Battling Boy Volume 1 graphic novel review

Paul Pope’s long awaited Battling Boy Vol 1 is a glorious mix of Jack Kirby and Studio Ghibli

Released in the wake of writer/artist Paul Pope’s revelation that DC turned down his pitch for a new series based on Jack Kirby’s iconic Kamandi: The Last Boy On Earth, allegedly telling him “We publish comics for 45-year olds,” it’s tempting to wonder how much of Battling Boy was born in that project.

Like Kirby’s post-apocalyptic adventurer, Battling Boy is a youthful hero in a ruined world of bestial bipeds, but influence is drawn from other corners of Kirby’s cosmic output – the son of monster-slaying deity, this Kamandi is less the survivor of a decimated human race and more a New God-in-training sent to a city overrun with block-stomping Kaiju monsters and vicious gangs of ghouls and animal men.

Its beleagured people are only too grateful for a hero following the death of pulp rocketeer Haggard West placing all of their hopes onto the unsteady shoulders of this new champion, and Battling Boy must learn to stand on his own two feet without his father’s literal dues ex machina to depend upon, discover answers to problems that violence won’t solve and find a balance between idealism and pragmatism.

Like all the best YA, Battling Boy is aimed squarely children beginning to explore their place in the adult world, with strong, dynamic characters and solid messages that run a gauntlet from stark Studio Ghibli realism to selfless Harry Potter heroism without missing a single beat in its tight narrative tattoo.

Pope, the critically acclaimed and occasionally controversial creator of the compelling Batman: Year 100, takes in all his influences and lends his hyper-kinetic, scrappy sorta-Manga style to building an energetic new world of collapsing water towers, sunset skylines and bold onomatopoeia slowly and steadily across this first volume. As if to disprove any alarmist whinging about the diminished attention spans of young people – Battling Boy will hold children enraptured, and will surprise adults too with its freshness and playful resuscitation of the Silver Age’s biggest and boldest traditions.

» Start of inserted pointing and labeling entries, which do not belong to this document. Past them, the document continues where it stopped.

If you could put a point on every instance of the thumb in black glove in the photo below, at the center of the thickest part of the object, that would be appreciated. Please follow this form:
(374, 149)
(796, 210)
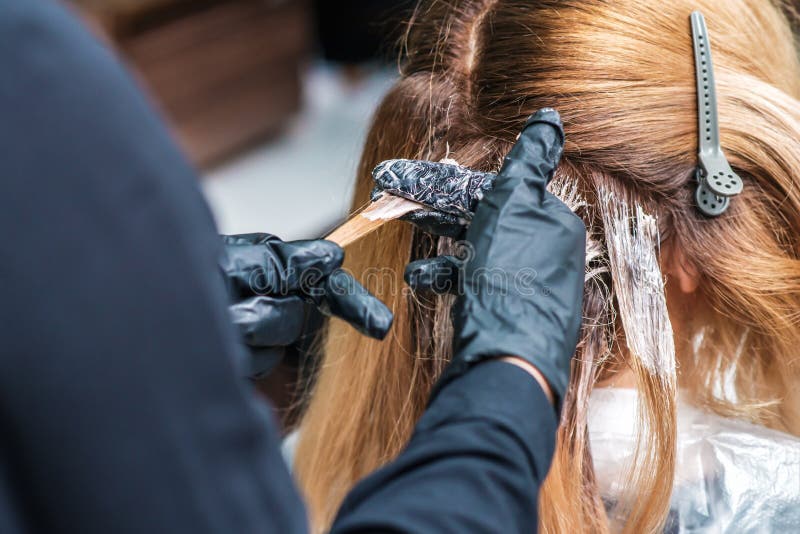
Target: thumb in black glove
(522, 283)
(278, 286)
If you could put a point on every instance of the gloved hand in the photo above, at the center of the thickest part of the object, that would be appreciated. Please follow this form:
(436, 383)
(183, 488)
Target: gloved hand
(277, 287)
(522, 282)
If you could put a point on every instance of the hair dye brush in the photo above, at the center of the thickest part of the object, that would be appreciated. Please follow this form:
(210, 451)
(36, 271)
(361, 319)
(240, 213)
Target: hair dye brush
(440, 197)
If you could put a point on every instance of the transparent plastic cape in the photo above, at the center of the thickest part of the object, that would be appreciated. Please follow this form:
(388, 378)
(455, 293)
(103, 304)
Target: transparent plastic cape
(731, 476)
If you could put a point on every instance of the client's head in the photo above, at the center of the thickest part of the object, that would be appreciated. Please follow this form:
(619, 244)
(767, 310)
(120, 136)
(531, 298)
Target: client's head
(621, 73)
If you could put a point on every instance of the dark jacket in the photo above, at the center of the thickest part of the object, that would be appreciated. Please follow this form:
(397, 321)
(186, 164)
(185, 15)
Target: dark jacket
(120, 406)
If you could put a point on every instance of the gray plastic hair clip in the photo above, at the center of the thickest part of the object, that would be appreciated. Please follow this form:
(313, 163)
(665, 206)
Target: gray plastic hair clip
(716, 181)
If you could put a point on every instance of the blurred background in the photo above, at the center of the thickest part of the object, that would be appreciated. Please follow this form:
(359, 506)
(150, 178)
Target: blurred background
(271, 99)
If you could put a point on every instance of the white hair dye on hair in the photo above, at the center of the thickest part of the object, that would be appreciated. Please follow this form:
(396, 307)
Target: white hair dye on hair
(632, 240)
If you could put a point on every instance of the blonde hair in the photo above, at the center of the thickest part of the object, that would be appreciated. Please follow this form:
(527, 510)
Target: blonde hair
(622, 75)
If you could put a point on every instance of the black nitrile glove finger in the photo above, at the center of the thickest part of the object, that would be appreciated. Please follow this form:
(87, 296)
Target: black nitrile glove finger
(262, 264)
(269, 321)
(453, 191)
(441, 275)
(347, 299)
(272, 284)
(523, 285)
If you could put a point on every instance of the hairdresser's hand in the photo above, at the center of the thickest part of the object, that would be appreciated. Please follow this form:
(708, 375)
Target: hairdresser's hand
(522, 283)
(278, 286)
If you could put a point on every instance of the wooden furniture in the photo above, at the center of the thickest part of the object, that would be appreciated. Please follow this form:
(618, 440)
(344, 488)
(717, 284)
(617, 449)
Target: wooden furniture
(226, 73)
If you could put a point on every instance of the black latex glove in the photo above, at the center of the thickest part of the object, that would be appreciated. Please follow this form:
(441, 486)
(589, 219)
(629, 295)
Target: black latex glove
(277, 288)
(522, 281)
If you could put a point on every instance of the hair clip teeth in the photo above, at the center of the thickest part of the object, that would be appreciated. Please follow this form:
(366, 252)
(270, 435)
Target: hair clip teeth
(716, 181)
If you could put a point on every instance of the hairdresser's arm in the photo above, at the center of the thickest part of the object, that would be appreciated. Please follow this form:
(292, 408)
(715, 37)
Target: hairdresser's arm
(482, 450)
(121, 410)
(476, 462)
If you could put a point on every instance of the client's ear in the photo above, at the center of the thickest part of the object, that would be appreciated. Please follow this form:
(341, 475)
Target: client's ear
(678, 266)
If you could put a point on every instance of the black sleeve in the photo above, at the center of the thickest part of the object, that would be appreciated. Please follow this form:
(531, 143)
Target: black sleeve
(120, 406)
(475, 463)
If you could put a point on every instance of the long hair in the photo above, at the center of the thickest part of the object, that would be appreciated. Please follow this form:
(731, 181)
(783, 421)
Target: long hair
(621, 73)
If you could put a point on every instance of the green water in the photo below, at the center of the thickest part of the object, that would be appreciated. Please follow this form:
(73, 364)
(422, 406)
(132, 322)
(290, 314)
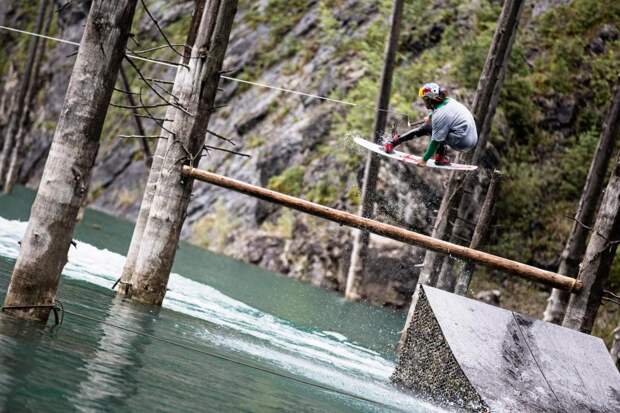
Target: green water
(231, 337)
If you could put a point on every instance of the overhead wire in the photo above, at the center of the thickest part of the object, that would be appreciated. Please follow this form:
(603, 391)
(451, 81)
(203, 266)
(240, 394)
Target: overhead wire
(229, 78)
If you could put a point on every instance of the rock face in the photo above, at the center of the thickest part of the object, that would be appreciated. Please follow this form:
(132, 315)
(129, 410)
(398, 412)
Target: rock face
(480, 357)
(297, 143)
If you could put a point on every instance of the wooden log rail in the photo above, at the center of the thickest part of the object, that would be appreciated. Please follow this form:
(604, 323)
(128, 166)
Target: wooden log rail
(390, 231)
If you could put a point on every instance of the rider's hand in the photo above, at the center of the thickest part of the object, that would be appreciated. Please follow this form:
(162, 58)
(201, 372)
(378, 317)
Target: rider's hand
(388, 147)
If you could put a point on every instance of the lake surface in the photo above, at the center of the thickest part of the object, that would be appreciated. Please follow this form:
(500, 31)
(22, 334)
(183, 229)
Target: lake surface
(230, 337)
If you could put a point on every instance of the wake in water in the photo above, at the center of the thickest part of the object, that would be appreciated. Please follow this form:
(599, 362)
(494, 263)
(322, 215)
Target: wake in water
(326, 357)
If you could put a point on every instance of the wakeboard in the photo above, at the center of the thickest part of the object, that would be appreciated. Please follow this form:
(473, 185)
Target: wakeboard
(410, 158)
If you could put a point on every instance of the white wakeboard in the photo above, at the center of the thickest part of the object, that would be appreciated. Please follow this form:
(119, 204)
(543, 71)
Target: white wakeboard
(410, 158)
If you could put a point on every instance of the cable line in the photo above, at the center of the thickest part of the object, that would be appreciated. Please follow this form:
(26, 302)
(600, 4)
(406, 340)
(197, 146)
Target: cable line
(233, 79)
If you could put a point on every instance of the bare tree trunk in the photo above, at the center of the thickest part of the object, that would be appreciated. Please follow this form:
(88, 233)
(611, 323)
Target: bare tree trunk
(160, 152)
(371, 168)
(68, 168)
(147, 199)
(599, 255)
(17, 111)
(485, 104)
(148, 156)
(480, 233)
(445, 278)
(484, 107)
(584, 217)
(17, 154)
(615, 348)
(196, 92)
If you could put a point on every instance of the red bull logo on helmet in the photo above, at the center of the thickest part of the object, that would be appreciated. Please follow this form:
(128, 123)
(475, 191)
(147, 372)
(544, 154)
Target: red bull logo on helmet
(430, 90)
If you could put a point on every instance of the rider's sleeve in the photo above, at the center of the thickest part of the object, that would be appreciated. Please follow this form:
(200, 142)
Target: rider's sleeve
(441, 126)
(430, 151)
(415, 132)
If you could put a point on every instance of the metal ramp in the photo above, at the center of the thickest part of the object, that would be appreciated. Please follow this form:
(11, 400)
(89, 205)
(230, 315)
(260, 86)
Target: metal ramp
(465, 353)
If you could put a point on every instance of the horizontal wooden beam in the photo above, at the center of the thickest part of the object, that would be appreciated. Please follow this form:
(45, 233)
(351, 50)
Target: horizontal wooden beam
(390, 231)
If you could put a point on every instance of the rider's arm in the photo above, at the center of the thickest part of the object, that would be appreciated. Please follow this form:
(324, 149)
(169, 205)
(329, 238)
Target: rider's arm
(424, 129)
(430, 150)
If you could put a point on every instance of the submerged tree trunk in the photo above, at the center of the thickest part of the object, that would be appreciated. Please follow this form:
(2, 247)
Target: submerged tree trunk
(584, 217)
(601, 250)
(66, 176)
(615, 348)
(196, 92)
(147, 198)
(157, 160)
(18, 107)
(148, 156)
(480, 233)
(371, 168)
(484, 107)
(18, 152)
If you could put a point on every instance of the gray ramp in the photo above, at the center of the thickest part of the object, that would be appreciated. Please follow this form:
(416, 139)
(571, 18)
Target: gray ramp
(503, 361)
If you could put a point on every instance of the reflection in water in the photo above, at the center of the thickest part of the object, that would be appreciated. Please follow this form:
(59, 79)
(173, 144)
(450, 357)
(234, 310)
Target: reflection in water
(13, 363)
(117, 358)
(91, 365)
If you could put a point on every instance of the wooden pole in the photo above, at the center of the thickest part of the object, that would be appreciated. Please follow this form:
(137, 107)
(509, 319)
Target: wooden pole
(597, 260)
(584, 217)
(480, 233)
(197, 88)
(67, 172)
(389, 231)
(371, 169)
(483, 108)
(124, 284)
(148, 156)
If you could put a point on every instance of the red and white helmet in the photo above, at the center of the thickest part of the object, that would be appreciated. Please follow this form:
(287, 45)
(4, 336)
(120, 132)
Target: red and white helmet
(430, 90)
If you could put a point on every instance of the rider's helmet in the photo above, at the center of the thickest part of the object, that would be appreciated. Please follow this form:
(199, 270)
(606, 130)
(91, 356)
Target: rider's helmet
(430, 91)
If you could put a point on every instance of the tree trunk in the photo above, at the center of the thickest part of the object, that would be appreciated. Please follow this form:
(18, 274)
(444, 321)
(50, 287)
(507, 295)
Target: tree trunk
(148, 156)
(160, 152)
(147, 199)
(599, 255)
(460, 231)
(615, 348)
(484, 107)
(17, 154)
(66, 176)
(584, 217)
(196, 92)
(480, 233)
(485, 104)
(17, 111)
(371, 168)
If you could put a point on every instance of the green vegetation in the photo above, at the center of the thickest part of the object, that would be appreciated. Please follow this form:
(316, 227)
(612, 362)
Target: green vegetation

A demonic big bad is finally teased in the closing pages, but it’s the arrival of Haggard’s daughter to save Battling Boy’s bacon that really ends the first arc, as Aurora dons her father’s jetpack and zap-guns to bring diesel-punk justice to the city of Acropolis. Conflict and symmetry is immediately established – both heirs to a heroic tradition, Battling Boy forced to survive without his demigod father to prove himself worthy, Aurora living without him following his death. How can the godchild look like anything other than a privileged daytripper to the monster-blighted Acropolis that Aurora has trained her entire life to protect?

If your 10-year old (or the 10-year old in you) will long to be Battling Boy with his totemic T-shirts and boundless energy, then they’ll also see something to aspire to in Aurora’s pragmatism and Hermione-brand determination.

Masterful stuff, first announced as far back as 2008 – Battling Boy Vol 1 has been more than worth the wait.